Praca pod presją wywołuje stres. Czy jako osoba odpowiedzialna za kampanię nie miał pan chwil zwątpienia?

Pasjonuję się boksem. Ta dyscyplina daje mi dużą tolerancję i apetyt na podejmowanie ryzyka, również w życiu zawodowym.

Skromność nie pozwala panu o tym wspomnieć, ale o sukcesie narzędzia zadecydował również pana profesjonalny background: doktorat z socjologii i praca dla międzynarodowych liderów branży technologicznej.

Zajmowałem się badaniami marketingowymi: analityczną dziedziną opartą na statystyce – i to zapoczątkowało moją karierę w marketingu. Prowadziłem badania, w tym konsumenckie, dlatego zawsze staram się zrozumieć konsumenta, towarzyszyć mu w życiowych wyborach i tworzyć kampanie dostosowane do jego potrzeb. Ważne jest dla mnie analityczne podejście do marketingu, oparte na konkretnych danych i liczbach.

W waszą kampanię zaangażowani byli również przedstawiciele samorządów i lokalni działacze, którzy wskazywali przykłady udanej integracji.

Współpraca z samorządami była bardzo ważna dla tego projektu. Chcieliśmy nie tylko pokazać uchodźcom dane i informacje, ale też sprawić, żeby się czuli zaproszeni i mile widziani. Dlatego prezydenci miast, burmistrzowie i liderzy opinii opowiadali o swoich miejscowościach i zachęcali do osiedlania się tam. Przekonywali obywateli Ukrainy, że jest dla nich praca i zakwaterowanie. Pokazywali również, jakie są możliwości kulturalne i edukacyjne oraz jak mogą zachować swoją tożsamość. Ale nikt lepiej nie mógł zminimalizować wątpliwości odbiorców niż ich rodacy. Przygotowaliśmy więc filmy o Legnicy, Toruniu i innych miastach, w których Ukraińcy mają swoje knajpy, usługi, pośrednictwa pracy, żłobki i szkoły.

Dla człowieka:
Dla człowieka:
Grand Prix i Titanium to najważniejsze nagrody, które zdobyliśmy na festiwalu w Cannes. Potwierdzają, że ludzkie podejście do marketingu cieszy się uznaniem międzynarodowej branży kreatywnej – zaznacza marketingowiec Mastercard Europe.
MAREK WISNIEWSKI

Tytanowy Lew – oprócz Grand Prix – to dla was najważniejsza z nagród, które przywieźliście z Canes. Dlaczego?

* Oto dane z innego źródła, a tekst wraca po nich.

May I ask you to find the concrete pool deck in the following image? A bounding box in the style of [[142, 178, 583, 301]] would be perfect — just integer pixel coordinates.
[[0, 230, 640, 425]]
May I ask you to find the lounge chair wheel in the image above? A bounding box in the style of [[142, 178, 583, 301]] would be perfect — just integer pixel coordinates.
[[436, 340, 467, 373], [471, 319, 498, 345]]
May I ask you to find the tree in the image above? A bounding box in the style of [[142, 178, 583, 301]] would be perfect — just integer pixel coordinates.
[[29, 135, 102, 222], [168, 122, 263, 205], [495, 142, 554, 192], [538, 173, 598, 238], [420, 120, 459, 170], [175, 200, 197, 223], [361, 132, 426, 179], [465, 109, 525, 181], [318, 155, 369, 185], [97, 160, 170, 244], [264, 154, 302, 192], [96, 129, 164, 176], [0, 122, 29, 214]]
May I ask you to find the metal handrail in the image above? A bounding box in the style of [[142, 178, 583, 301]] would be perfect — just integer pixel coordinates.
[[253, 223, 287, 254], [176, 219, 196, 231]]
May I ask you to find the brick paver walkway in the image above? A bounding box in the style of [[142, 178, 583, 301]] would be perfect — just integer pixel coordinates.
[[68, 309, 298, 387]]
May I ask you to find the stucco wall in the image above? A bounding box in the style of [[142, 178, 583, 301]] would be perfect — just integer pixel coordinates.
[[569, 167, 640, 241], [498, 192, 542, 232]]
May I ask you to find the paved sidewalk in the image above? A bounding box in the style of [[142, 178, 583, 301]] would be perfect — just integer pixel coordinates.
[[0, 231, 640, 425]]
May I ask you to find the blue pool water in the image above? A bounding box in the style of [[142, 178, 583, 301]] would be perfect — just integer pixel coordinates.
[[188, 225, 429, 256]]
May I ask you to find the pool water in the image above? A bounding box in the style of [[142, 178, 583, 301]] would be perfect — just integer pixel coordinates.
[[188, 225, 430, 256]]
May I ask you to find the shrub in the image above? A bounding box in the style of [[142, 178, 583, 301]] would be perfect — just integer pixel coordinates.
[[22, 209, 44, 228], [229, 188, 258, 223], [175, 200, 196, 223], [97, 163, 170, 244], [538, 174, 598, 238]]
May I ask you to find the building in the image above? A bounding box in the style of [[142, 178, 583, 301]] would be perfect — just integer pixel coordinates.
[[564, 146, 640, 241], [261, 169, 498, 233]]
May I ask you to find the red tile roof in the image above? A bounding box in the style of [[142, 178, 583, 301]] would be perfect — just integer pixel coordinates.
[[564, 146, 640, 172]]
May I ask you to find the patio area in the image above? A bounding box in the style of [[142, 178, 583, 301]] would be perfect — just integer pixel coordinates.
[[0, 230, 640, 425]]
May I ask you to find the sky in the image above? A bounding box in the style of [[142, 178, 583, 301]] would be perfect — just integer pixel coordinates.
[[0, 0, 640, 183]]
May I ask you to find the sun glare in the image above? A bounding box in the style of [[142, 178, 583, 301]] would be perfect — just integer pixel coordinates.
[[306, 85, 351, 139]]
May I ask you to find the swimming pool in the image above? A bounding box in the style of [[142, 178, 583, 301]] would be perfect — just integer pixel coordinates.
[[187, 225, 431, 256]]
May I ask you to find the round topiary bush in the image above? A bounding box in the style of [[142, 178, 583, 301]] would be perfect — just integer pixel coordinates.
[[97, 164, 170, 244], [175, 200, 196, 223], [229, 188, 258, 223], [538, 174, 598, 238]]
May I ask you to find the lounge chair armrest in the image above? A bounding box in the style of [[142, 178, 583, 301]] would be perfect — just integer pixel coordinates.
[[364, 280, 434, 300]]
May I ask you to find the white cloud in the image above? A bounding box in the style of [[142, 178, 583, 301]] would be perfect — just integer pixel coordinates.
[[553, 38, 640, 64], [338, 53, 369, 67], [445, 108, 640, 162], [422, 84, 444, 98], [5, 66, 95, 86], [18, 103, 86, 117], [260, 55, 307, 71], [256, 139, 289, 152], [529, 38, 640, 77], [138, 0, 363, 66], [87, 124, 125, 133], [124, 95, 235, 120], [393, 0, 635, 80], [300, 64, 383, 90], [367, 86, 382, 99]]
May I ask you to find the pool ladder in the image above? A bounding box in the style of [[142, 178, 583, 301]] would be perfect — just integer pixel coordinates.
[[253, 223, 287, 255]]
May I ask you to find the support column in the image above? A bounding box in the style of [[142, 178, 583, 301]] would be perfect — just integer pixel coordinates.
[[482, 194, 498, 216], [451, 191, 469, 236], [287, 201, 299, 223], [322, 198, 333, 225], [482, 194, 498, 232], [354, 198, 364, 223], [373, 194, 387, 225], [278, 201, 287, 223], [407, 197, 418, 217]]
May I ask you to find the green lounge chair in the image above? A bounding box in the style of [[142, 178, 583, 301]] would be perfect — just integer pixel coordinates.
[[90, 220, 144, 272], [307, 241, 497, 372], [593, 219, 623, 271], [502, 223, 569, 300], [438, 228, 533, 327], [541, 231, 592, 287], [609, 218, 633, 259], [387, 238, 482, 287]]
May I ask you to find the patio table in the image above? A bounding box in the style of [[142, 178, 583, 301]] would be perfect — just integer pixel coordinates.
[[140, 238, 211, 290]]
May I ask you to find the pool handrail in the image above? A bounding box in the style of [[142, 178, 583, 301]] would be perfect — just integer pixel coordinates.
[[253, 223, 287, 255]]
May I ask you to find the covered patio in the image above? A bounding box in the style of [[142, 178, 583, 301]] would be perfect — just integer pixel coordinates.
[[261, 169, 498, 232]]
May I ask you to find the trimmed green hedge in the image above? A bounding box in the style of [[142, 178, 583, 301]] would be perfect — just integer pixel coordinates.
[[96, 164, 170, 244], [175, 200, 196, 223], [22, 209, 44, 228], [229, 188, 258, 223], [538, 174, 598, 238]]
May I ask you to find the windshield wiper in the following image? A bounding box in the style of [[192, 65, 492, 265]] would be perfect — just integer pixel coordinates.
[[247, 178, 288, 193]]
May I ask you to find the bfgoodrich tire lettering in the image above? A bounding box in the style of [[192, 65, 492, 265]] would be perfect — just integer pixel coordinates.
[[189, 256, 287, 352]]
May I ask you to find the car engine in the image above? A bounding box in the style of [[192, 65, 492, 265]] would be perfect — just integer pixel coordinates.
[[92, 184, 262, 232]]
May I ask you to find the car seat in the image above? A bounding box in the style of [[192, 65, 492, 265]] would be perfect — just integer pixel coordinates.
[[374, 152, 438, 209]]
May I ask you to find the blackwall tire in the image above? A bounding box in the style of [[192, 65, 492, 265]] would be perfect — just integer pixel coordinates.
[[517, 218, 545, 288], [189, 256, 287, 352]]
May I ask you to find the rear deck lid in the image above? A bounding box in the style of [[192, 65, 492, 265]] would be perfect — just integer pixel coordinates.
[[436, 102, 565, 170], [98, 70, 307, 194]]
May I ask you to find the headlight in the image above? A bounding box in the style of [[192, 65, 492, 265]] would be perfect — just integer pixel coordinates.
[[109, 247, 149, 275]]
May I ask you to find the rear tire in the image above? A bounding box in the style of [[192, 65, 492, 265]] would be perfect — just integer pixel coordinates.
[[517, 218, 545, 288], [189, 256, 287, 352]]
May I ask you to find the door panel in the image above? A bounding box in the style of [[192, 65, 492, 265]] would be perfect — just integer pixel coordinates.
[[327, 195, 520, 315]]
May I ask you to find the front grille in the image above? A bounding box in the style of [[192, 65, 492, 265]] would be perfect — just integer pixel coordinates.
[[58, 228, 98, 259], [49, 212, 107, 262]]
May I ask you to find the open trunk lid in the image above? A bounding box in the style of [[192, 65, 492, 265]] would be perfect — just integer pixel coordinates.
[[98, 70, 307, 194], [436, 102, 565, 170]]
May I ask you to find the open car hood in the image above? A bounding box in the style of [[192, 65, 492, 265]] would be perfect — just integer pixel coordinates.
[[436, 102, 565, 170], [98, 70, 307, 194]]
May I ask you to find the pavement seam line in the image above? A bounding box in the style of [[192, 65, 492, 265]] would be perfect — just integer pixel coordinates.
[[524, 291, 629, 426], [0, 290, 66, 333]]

Titanium Lion to nagroda dla kampanii, które zmieniają oblicze reklamy, łamią konwencje, poruszają i motywują innych. Często mają one silny wymiar społeczny. Polacy zaprezentowali nowy model rozwiązywania kryzysów uchodźczych – zamiast zamykać ludzi w obozach, przyjmowaliśmy ich do naszych domów i dawaliśmy im możliwość godnego życia. To niezwykłe podejście zyskało uznanie na świecie. Nasza kampania jest częścią tych humanitarnych działań i to – oprócz jej wysokiej jakości – zadecydowało, że zdobyliśmy Tytanowego Lwa.

Cannes Lions to święto kreatywności, które od 70 lat pokazuje, co najlepsze w branży reklamowej. Jakie rynkowe trendy najmocniej dały o sobie znać na tegorocznym festiwalu?

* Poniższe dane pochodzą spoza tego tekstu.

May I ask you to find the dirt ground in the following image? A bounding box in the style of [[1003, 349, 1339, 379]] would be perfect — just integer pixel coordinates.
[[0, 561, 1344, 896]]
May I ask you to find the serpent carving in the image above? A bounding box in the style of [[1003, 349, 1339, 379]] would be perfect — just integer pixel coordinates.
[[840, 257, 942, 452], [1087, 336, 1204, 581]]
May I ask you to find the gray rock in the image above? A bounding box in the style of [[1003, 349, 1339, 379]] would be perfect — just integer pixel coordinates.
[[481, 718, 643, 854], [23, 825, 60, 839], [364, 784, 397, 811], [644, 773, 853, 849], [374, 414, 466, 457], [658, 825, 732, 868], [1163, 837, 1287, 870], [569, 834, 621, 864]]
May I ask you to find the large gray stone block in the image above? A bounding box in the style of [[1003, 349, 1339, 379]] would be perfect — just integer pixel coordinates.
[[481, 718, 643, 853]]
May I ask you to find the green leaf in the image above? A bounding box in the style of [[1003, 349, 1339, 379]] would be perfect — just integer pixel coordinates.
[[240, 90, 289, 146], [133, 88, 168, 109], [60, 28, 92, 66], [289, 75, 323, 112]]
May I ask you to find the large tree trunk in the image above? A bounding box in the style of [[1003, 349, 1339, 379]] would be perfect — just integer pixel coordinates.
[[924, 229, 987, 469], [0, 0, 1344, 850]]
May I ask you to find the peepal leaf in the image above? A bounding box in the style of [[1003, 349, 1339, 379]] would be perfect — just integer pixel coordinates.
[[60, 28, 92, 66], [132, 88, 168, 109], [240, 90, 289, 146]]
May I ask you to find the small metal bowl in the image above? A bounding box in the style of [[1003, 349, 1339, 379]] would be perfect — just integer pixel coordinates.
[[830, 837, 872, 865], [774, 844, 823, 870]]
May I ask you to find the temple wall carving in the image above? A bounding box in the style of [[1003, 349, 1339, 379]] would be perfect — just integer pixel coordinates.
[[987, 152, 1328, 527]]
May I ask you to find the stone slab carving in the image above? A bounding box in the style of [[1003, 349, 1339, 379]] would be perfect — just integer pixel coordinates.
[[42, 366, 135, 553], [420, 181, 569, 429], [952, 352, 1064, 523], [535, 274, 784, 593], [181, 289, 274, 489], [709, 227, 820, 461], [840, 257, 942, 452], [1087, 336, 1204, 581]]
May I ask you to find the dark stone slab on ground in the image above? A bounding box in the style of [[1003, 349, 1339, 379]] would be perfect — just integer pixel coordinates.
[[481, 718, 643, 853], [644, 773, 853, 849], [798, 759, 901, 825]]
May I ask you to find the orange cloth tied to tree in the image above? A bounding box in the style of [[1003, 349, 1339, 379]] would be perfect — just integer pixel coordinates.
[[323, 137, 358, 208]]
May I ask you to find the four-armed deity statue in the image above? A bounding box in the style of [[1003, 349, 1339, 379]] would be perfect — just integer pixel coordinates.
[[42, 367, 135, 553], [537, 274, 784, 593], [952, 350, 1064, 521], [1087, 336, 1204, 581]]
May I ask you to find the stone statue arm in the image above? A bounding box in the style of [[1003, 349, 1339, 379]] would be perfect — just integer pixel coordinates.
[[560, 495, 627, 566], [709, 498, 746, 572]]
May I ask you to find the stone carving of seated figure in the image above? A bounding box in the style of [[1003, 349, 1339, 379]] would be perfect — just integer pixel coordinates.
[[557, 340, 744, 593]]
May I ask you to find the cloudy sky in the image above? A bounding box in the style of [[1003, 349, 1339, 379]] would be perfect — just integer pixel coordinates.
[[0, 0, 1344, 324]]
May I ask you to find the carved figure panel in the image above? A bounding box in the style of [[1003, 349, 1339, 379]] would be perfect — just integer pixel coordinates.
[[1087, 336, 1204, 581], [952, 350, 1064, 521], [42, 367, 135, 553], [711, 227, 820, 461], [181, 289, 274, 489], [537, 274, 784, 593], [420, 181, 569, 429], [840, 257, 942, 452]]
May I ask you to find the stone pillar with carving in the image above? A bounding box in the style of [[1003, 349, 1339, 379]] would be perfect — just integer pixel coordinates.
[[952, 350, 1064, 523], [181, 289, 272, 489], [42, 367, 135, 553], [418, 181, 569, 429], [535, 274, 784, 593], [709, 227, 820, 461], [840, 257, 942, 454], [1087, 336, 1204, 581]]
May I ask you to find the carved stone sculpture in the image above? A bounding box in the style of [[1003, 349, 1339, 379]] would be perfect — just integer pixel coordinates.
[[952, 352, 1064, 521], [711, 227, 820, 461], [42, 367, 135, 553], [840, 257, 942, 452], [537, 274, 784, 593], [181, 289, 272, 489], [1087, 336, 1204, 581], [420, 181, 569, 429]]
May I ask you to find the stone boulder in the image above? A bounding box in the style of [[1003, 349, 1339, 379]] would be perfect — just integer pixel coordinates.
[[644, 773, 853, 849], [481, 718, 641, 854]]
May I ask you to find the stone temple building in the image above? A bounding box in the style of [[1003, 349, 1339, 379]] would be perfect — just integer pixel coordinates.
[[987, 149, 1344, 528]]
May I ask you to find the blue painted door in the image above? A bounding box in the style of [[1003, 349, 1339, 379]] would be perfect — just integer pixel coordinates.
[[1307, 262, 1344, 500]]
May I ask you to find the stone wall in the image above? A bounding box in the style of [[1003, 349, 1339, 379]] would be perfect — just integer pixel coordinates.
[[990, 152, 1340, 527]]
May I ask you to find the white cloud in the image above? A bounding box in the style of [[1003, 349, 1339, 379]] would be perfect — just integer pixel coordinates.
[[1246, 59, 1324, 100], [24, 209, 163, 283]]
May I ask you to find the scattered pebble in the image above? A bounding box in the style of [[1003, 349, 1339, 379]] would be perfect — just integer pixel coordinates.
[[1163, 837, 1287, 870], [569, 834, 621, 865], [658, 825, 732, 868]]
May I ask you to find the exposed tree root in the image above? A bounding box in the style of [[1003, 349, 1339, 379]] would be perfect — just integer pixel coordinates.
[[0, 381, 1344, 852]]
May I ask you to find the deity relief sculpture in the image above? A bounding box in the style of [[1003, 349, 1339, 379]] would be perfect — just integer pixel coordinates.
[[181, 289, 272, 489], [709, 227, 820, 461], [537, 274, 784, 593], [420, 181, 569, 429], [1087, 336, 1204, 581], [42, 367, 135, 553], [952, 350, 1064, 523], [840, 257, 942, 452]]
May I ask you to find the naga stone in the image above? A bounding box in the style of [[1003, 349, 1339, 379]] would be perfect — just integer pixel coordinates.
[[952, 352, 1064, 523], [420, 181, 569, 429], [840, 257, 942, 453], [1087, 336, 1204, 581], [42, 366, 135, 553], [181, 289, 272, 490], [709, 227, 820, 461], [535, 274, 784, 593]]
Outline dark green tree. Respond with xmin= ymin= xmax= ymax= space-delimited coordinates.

Energia i podekscytowanie branży reklamowej potencjałem, jaki niesie z sobą sztuczna inteligencja, były namacalne. Ale kluczem do sukcesu jest umiejętność wykorzystania zaawansowanych technologii nie tylko do tworzenia efektownych rozwiązań, ale także do budowania relacji z konsumentem. Żyjemy w czasach, gdy marki nie mogą być obojętne na problemy społeczne. Nie wystarczy już obiecywać człowiekowi korzyści w przyszłości, trzeba być z nim na bieżąco i dostarczać mu wartości w różnych sytuacjach. Nawet w tych trudnych i nieprzewidywalnych, jak wojna czy kryzys humanitarny.

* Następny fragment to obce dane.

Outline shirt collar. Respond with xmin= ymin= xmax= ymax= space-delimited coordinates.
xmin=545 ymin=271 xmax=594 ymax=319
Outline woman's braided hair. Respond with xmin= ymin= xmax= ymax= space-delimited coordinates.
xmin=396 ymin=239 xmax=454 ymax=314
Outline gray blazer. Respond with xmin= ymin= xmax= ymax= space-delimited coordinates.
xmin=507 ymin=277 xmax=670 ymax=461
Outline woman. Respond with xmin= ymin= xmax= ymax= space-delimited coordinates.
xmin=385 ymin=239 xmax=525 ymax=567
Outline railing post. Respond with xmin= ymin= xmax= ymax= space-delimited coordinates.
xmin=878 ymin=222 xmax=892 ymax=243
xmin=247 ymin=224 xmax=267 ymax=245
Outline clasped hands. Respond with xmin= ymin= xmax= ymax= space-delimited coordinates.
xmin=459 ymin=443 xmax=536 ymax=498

Projekt sprawdził się w Polsce. Nie czas wyjść z nim poza krajowe opłotki?

Nasze narzędzie pomaga ludziom w dramatycznych sytuacjach, ale także tym, którzy chcą zmienić swoje życie na lepsze. Polacy już to docenili i korzystają z naszej platformy, gdy myślą o zmianie miejsca zamieszkania. A co z innymi krajami? Mamy na oku Turcję, Grecję i Kanadę, gdzie nasza aplikacja może być przydatna i pożądana. Jeśli poradziła sobie w kryzysie, to na pewno da radę w codzienności. Platforma GdzieZamieszkać.com od Mastercard to idealny partner dla studentów, pracowników i rodzin, którzy marzą o nowym początku w innym miejscu.